Yesterday, we celebrated Mother's Day. Cynical people like to chalk up these days to just another holiday invented by the card companies to generate sales. I tend to be as cynical as the next gal, but I have to say, I love Mother's Day. I love that we set aside a day in May to honor the Moms and a day in June to do the same for the Dads. I mean who, on this EARTH, gives more to others than parents? And the giving never ends. You give birth, you do your best to raise them into active, functioning members of society, and then you stand back, ready to roll up your sleeves to help whenever your adult children need you. Parenthood never ends, at least it never did/has for my parents and it certainly won't for me. I look forward to everything still to come with my kids. Sometimes I can't believe I was blessed with these two smart, funny, beautiful, sarcastic (gee, where does THAT come from?) people in my life.
On Saturday, I put Emily on a flight that would deliver her to her dad in Indianapolis (he had to go a day earlier—long story). So of course Saturday dawns stormy and dark, and I am a bundle of nerves over the whole thing. Emily tells me to RE-LAX. It'll all be fine. As I watched her breeze through security like she does it every day, I realized she was right. It would be fine. I was the problem, not her. She arrived at the mid-point in Baltimore and called to say part 1 was finished. How was it? I asked. "We experienced some turbulence," she replied in a blase tone. Were you scared? I asked. "Um, no, but you would've been." LOL! Yes, my children know me and yes, they can be sarcastic like their mother. Why am I oddly proud of that?

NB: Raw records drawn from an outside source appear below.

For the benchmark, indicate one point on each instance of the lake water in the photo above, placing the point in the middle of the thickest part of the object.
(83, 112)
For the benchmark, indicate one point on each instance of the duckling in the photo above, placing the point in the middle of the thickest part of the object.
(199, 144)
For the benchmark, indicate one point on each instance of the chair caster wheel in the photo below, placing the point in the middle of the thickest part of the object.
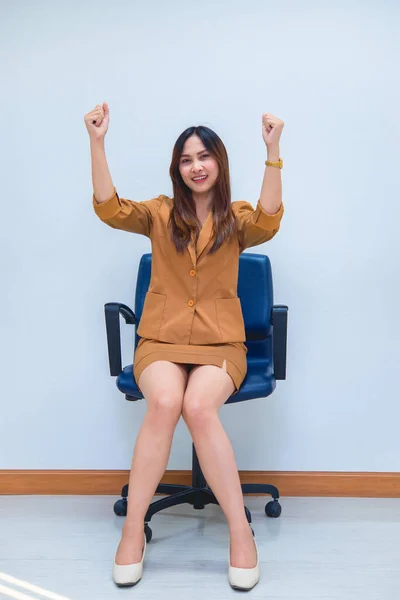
(273, 509)
(121, 507)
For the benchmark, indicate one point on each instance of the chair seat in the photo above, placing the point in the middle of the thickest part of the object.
(258, 383)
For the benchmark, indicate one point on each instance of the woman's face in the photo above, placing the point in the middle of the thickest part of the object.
(196, 161)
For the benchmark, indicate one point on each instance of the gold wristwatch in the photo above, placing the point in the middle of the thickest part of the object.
(278, 163)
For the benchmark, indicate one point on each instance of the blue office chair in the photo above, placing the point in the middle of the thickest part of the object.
(266, 335)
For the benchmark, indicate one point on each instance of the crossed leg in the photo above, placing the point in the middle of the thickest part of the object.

I was left to celebrate Mother's Day with just Jake, who did a fine job of delivering the cards, chocolate and plants his father had bought for me and to place on my mother's grave. This was my sixth Mother's Day without my own mom, and she would've loved the fact that I arrived at the cemetery just as they were closing the gates at 4 p.m. I went back again at 4:50 p.m. today and discovered they really mean that 4 p.m. closing time. I hope I get an A for effort, but seriously, how much of a loser does this double denial make me? My mother, who loved a good laugh, must certainly be enjoying my cemetery ineptitude. I'll try again tomorrow.
Mothers everywhere know it's the hardest and best job we'll ever do. I remember Bill Clinton once said that being president meant nothing to him when stacked up against being a parent. Love him or hate him, he seems to have had a hand in raising a nice kid. Who among us wouldn't be satisfied to say the same thing? Motherhood, however, can be a journey of soaring highs and crushing lows. I experienced both yesterday. My oldest cousin, Ann Marie, became a first-time grandmother on Mother's Day. I thought it was so cool that her daughter Marissa really delivered a gift that her mother will never forget, and Ann Marie said it was by far her best Mother's Day ever. Then this morning I read with horror on Facebook that an old friend from the Spain days had lost her 21-year-old daughter yesterday in a freak accident, just two days after her daughter graduated magna cum laude from college.
Nothing will raise you up or bring you low quite like motherhood. Welcome to Jonathan Michael Riley, the newest member of my large extended family, and God bless the family of Samantha Cawthorne.